B) Serán ejercidas por la Guardia Civil:

a) Las derivadas de la legislación vigente sobre armas y explosivos.

b) El resguardo fiscal del Estado y las actuaciones encaminadas a evitar y perseguir el contrabando.

c) La vigilancia del tráfico, tránsito y transporte en las vías públicas interurbanas.

d) La custodia de vías de comunicación terrestre, costas, fronteras, puertos, aeropuertos y centros e instalaciones que por su interés lo requieran.

e) Velar por el cumplimiento de las disposiciones que tiendan a la conservación de la naturaleza y medio ambiente, de los recursos hidráulicos, así como de la riqueza cinegética, piscícola, forestal y de cualquier otra índole relacionada con la naturaleza.

f) La conducción interurbana de presos y detenidos.

g) Aquellas otras que le atribuye la legislación vigente.

2. Las Fuerzas y Cuerpos de Seguridad del Estado están obligadas a la cooperación recíproca en el desempeño de sus competencias respectivas.

3. Las dependencias del Cuerpo Nacional de Policía y de la Guardia Civil actuarán recíprocamente como oficinas para la recepción y tramitación de los documentos dirigidos a las autoridades de cualquiera de los dos Institutos.

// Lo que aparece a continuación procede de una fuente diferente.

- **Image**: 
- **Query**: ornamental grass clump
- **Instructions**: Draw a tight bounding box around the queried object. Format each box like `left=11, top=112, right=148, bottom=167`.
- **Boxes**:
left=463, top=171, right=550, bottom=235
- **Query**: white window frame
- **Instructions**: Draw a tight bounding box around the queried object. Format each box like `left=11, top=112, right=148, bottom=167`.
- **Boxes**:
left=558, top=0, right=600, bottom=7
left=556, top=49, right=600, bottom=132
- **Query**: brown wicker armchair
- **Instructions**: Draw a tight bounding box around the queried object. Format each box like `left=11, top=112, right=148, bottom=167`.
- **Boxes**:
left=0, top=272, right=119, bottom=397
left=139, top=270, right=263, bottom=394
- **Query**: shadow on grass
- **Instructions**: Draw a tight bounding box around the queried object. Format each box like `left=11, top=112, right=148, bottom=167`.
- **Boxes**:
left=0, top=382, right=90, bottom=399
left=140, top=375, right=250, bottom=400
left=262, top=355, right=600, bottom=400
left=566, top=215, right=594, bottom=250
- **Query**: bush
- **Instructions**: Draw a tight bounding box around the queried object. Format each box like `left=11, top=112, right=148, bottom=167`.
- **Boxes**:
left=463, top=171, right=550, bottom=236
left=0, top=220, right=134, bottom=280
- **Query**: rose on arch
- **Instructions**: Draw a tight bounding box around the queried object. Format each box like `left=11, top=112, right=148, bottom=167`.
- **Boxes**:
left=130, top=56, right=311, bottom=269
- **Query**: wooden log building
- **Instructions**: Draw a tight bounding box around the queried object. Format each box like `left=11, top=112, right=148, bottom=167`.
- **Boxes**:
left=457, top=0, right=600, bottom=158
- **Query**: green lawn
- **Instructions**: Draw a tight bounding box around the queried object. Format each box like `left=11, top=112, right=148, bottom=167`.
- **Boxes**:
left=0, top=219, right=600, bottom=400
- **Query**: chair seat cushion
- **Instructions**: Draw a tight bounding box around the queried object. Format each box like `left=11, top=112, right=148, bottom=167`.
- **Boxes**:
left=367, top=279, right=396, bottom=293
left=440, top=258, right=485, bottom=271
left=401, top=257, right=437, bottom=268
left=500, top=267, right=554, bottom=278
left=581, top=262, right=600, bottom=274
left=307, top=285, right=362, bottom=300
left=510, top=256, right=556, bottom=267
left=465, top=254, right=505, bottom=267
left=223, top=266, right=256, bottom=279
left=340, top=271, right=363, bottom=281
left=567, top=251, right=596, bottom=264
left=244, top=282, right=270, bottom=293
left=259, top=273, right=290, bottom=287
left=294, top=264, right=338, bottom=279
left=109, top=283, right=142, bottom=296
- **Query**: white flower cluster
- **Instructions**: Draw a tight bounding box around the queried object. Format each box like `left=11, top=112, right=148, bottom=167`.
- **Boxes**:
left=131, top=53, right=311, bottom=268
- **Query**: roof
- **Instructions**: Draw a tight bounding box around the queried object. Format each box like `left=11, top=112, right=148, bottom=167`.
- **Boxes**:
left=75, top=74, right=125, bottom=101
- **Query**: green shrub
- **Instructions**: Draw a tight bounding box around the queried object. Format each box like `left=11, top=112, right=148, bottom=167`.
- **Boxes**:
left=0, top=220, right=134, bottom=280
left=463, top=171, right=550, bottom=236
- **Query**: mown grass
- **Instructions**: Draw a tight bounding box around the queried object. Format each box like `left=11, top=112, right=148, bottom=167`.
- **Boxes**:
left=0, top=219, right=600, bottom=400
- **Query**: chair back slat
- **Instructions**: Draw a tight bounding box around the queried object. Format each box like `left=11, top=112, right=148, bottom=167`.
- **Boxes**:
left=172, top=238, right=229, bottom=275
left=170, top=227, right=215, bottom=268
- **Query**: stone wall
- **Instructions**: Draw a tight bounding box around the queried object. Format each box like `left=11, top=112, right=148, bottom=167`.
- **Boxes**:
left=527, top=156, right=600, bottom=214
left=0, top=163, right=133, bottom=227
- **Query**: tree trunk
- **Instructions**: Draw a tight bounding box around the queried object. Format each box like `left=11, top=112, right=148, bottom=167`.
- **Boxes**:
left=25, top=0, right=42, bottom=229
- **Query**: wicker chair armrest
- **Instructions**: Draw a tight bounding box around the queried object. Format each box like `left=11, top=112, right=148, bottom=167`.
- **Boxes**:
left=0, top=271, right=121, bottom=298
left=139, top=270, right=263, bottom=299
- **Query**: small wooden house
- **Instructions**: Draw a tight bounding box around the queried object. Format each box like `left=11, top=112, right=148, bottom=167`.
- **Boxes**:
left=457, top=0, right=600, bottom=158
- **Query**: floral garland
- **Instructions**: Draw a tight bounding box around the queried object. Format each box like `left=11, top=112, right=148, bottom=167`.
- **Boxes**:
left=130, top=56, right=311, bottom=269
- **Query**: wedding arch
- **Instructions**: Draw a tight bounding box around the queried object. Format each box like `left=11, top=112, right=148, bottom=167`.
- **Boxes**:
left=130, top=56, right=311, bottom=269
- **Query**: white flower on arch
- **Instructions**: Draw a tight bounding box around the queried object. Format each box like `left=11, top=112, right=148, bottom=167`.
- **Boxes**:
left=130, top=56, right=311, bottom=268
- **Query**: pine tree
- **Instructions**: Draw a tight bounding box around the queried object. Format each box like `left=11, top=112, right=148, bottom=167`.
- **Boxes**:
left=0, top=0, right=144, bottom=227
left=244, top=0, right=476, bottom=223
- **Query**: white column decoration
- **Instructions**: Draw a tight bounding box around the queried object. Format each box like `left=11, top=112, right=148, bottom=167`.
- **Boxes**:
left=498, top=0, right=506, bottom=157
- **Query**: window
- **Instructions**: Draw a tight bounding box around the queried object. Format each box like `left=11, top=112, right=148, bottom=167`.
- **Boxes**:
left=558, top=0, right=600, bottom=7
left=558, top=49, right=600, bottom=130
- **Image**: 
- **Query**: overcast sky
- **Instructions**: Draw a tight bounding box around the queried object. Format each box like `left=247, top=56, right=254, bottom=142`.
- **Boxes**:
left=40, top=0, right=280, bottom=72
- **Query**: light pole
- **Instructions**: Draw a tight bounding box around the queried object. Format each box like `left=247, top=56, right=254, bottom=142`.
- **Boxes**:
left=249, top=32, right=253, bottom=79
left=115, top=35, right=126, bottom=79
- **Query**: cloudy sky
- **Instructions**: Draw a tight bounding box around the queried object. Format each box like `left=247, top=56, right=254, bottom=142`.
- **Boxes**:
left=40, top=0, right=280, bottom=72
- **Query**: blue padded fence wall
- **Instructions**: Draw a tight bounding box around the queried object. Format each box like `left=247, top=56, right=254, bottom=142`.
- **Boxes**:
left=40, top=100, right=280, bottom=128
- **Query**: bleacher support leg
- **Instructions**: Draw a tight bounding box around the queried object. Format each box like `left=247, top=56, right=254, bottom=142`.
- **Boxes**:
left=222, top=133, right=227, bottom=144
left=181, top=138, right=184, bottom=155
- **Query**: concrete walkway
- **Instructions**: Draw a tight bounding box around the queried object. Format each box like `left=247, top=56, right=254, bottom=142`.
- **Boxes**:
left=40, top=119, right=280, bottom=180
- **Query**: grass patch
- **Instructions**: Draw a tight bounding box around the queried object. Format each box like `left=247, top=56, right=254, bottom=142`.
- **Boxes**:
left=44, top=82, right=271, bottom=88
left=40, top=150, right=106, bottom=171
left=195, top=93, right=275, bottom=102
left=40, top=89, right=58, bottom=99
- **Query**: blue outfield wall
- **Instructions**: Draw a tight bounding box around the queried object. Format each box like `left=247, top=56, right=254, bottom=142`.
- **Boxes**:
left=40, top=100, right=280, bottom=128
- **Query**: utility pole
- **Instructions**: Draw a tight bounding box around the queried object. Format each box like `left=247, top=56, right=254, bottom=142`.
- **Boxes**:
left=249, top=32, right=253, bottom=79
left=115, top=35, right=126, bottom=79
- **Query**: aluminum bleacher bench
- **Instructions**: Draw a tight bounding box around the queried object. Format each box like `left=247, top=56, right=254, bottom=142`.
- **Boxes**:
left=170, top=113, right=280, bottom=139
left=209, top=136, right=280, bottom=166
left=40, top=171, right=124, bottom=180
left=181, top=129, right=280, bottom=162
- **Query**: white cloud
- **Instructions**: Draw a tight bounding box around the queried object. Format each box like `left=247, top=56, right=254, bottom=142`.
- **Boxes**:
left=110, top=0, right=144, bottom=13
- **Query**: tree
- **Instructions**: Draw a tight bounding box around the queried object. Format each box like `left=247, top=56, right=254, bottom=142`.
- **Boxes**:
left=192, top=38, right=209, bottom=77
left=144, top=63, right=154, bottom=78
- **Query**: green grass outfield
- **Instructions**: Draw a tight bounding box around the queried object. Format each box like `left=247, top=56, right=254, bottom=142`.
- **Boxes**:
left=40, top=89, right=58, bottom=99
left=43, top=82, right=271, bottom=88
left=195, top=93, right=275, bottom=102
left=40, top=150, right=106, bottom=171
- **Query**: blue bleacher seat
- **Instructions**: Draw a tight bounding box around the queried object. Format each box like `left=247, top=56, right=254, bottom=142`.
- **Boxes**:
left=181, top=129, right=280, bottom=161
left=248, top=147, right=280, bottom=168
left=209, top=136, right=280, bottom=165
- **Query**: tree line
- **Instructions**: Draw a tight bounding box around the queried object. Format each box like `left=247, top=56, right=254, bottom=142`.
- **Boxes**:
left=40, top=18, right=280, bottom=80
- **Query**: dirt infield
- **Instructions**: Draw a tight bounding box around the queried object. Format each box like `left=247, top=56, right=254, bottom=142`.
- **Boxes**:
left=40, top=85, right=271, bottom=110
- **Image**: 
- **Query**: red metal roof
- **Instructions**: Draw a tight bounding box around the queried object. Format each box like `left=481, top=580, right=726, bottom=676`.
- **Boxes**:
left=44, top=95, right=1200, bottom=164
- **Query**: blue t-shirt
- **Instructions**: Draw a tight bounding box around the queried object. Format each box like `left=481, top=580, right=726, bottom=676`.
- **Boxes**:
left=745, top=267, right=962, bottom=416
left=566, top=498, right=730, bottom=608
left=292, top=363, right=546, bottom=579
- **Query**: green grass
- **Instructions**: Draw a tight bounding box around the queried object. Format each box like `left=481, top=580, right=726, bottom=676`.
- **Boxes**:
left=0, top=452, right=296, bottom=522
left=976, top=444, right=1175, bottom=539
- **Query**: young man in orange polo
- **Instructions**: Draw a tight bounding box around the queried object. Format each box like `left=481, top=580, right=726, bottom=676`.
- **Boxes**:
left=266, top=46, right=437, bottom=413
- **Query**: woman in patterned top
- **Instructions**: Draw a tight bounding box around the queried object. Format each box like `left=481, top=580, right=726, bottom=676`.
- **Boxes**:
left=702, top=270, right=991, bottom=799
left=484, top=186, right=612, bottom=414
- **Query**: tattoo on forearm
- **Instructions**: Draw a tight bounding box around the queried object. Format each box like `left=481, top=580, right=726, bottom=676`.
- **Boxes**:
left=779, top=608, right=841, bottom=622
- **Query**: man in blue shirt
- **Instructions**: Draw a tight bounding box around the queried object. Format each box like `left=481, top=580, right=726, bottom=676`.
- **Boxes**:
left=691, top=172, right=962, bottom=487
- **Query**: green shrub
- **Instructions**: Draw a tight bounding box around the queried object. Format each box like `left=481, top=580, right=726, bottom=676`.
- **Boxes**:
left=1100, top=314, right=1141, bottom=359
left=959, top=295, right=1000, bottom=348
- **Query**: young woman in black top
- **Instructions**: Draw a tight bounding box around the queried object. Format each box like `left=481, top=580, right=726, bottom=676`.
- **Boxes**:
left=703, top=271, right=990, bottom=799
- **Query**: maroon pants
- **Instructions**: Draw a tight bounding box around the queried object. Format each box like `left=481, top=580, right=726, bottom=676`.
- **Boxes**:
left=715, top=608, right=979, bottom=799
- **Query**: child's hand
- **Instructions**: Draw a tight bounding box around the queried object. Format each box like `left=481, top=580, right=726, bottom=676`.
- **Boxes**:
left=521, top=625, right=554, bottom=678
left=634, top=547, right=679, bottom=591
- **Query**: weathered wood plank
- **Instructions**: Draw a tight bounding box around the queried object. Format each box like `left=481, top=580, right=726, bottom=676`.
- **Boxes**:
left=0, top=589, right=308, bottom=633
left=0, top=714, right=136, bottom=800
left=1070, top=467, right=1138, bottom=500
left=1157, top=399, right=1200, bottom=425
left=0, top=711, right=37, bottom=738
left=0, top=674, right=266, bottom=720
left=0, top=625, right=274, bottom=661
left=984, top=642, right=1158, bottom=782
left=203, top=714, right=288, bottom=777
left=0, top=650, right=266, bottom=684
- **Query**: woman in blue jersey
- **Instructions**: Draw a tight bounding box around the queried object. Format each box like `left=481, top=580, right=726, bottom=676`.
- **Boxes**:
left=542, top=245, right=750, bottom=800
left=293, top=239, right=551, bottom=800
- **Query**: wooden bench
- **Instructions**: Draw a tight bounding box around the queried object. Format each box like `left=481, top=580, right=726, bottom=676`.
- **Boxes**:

De la lectura de ambos artículos y de su integración en el texto general de la Ley Orgánica de Fuerzas y Cuerpos de Seguridad del Estado 2/1986, se deduce que se pueden integrar bajo un Mando único con una organización directiva común que haga subsistir el tradicional Cuerpo de la Guardia Civil y del Cuerpo Nacional de Policia en una integrada pseudofederal en el que se respete el carácter institucional del Cuerpo de la Guardia Civil que parece que es motivo de fricción o puede serlo entre los miembros y familias tradicionales de este Cuerpo.